Package feed implements a flexible, robust and efficient RSS and Atom parser

Feed Parser (RSS, Atom)

GoDoc Travis Build Status

Package feed implements a flexible, robust and efficient RSS/Atom parser.

If you just want some bytes to be quickly parsed into an object without care about underlying feed type, you can start with this: Simple Use

If you want to take a deeper dive into how you can customize the parser behavior:

Installation & Use

Get the pkg

go get github.com/jloup/xml

Use it in code

import "github.com/jloup/xml/feed"

Simple Use : feed.Parse(io.Reader, feed.DefaultOptions)

Example:

f, err := os.Open("feed.txt")

if err != nil {
    return
}

myfeed, err := feed.Parse(f, feed.DefaultOptions)

if err != nil {
    fmt.Printf("Cannot parse feed: %s\n", err)
    return
}

fmt.Printf("FEED '%s'\n", myfeed.Title)
for i, entry := range myfeed.Entries {
    fmt.Printf("\t#%v '%s' (%s)\n\t\t%s\n\n", i, entry.Title,
                                                 entry.Link,
                                                 entry.Summary)
}

Output:

FEED 'Me, Myself and I'
	#0 'Breakfast' (http://example.org/2005/04/02/breakfast)
		eggs and bacon, yup !

	#1 'Dinner' (http://example.org/2005/04/02/dinner)
		got soap delivered !

feed.Parse returns a BasicFeed which fields are :

// Rss channel or Atom feed
type BasicFeed struct {
  Title   string
  Id      string // Atom:feed:id | RSS:channel:link 
  Date    time.Time
  Image   string // Atom:feed:logo:iri | RSS:channel:image:url
  Entries []BasicEntryBlock
}

type BasicEntryBlock struct {
	Title   string
	Link    string
	Date    time.Time // Atom:entry:updated | RSS:item:pubDate
	Id      string // Atom:entry:id | RSS:item:guid
	Summary string
}

Extending BasicFeed

BasicFeed is really basic struct implementing feed.UserFeed interface. You may want to access more values extracted from feeds. For this purpose you can pass your own implementation of feed.UserFeed to feed.ParseCustom.

type UserFeed interface {
    PopulateFromAtomFeed(f *atom.Feed) // see github.com/jloup/xml/feed/atom
    PopulateFromAtomEntry(e *atom.Entry)
    PopulateFromRssChannel(c *rss.Channel) // see github.com/jloup/xml/feed/rss
    PopulateFromRssItem(i *rss.Item)
}

func ParseCustom(r io.Reader, feed UserFeed, options ParseOptions) error

To avoid starting from scratch, you can embed feed.BasicEntryBlock and feed.BasicFeedBlock in your structs

Example:

type MyFeed struct {
	feed.BasicFeedBlock
	Generator string
	Entries   []feed.BasicEntryBlock
}

func (m *MyFeed) PopulateFromAtomFeed(f *atom.Feed) {
	m.BasicFeedBlock.PopulateFromAtomFeed(f)

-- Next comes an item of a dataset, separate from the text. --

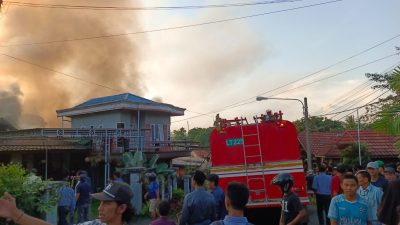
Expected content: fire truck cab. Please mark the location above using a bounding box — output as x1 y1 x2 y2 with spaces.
210 110 309 208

	m.Generator = fmt.Sprintf("%s V%s", f.Generator.Uri.String(), 
	                                    f.Generator.Version.String())
}

func (m *MyFeed) PopulateFromRssChannel(c *rss.Channel) {
	m.BasicFeedBlock.PopulateFromRssChannel(c)

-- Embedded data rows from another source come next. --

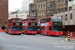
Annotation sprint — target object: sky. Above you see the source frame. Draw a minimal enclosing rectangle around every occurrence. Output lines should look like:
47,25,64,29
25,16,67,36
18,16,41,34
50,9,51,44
9,0,23,12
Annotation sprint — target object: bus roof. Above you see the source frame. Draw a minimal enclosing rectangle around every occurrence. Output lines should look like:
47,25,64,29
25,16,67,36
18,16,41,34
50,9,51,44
23,18,37,20
8,18,23,20
40,16,52,20
40,16,61,20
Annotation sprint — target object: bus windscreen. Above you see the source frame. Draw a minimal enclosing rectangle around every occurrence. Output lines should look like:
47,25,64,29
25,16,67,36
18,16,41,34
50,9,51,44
12,26,22,31
29,19,37,22
28,26,37,31
13,18,22,22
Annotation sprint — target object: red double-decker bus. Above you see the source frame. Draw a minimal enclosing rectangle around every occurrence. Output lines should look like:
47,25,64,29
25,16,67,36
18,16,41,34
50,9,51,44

	m.Generator = c.Generator.String()
}

func (m *MyFeed) PopulateFromAtomEntry(e *atom.Entry) {
	newEntry := feed.BasicEntryBlock{}
	newEntry.PopulateFromAtomEntry(e)
	m.Entries = append(m.Entries, newEntry)
}

func (m *MyFeed) PopulateFromRssItem(i *rss.Item) {
	newEntry := feed.BasicEntryBlock{}
	newEntry.PopulateFromRssItem(i)
	m.Entries = append(m.Entries, newEntry)

}

func main() {
    f, err := os.Open("feed.txt")

    if err != nil {
        return
    }

    myfeed := &MyFeed{}

    err = feed.ParseCustom(f, myfeed, feed.DefaultOptions)

    if err != nil {
        fmt.Printf("Cannot parse feed: %s\n", err)
        return
    }

    fmt.Printf("FEED '%s' generated with %s\n", myfeed.Title, myfeed.Generator)
    for i, entry := range myfeed.Entries {
        fmt.Printf("\t#%v '%s' (%s)\n", i, entry.Title, entry.Link)
    }
}

Output:

FEED 'Me, Myself and I' generated with http://www.atomgenerator.com/ V1.0
	#0 'Breakfast' (http://example.org/2005/04/02/breakfast)
	#1 'Dinner' (http://example.org/2005/04/02/dinner)

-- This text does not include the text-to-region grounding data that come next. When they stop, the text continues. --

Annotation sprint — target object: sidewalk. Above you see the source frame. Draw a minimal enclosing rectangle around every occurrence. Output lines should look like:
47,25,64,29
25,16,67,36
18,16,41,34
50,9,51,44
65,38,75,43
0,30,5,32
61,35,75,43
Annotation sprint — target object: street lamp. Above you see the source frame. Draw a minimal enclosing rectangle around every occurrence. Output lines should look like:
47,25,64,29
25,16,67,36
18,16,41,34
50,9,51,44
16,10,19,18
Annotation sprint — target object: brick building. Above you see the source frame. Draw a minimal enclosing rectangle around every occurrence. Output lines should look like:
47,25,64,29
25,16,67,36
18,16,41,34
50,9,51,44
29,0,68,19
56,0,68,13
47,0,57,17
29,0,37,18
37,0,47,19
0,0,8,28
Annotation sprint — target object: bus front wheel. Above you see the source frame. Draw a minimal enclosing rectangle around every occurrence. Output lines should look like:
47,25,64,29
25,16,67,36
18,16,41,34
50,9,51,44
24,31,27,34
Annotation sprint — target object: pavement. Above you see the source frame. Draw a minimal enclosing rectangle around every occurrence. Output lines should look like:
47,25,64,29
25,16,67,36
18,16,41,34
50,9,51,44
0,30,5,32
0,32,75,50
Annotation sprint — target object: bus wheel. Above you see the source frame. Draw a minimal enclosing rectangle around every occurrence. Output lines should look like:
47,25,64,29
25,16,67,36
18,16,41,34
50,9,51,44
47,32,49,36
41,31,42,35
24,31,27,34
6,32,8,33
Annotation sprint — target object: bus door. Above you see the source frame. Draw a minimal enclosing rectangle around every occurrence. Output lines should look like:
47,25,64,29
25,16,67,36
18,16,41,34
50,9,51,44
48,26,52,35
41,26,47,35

Robustness and recovery from bad input

Feeds are wildly use and it is quite common that a single invalid character, missing closing/starting tag invalidate the whole feed. Standard encoding/xml is quite pedantic (as it should) about input xml.

In order to produce an output feed at all cost, you can set the number of times you want the parser to recover from invalid input via XMLTokenErrorRetry field in ParseOptions. The strategy is quite simple, if xml decoder returns an XMLTokenError while parsing, the faulty token will be removed from input and the parser will retry to build a feed from it. It useful when invalid html, xml is present in content tag (atom) for example.

Example:

f, err := os.Open("testdata/invalid_atom.xml")

opt := feed.DefaultOptions
opt.XMLTokenErrorRetry = 1

_, err = feed.Parse(f, opt)

if err != nil {
  fmt.Printf("Cannot parse feed: %s\n", err)
} else {
  fmt.Println("no error")
}

Output:

no error

with XMLTokenError set to 0, it would have produced the following error:

Cannot parse feed: [XMLTokenError] XML syntax error on line 574: illegal character code U+000C

Parse with specification compliancy checking

RSS and Atom feeds should conform to a specification (which is complex for Atom). The common behavior of Parse functions is to not be too restrictive about input feeds. To validate feeds, you can pass a custom FlagChecker to ParseOptions. If you really know what you are doing you can enable/disable only some spec checks.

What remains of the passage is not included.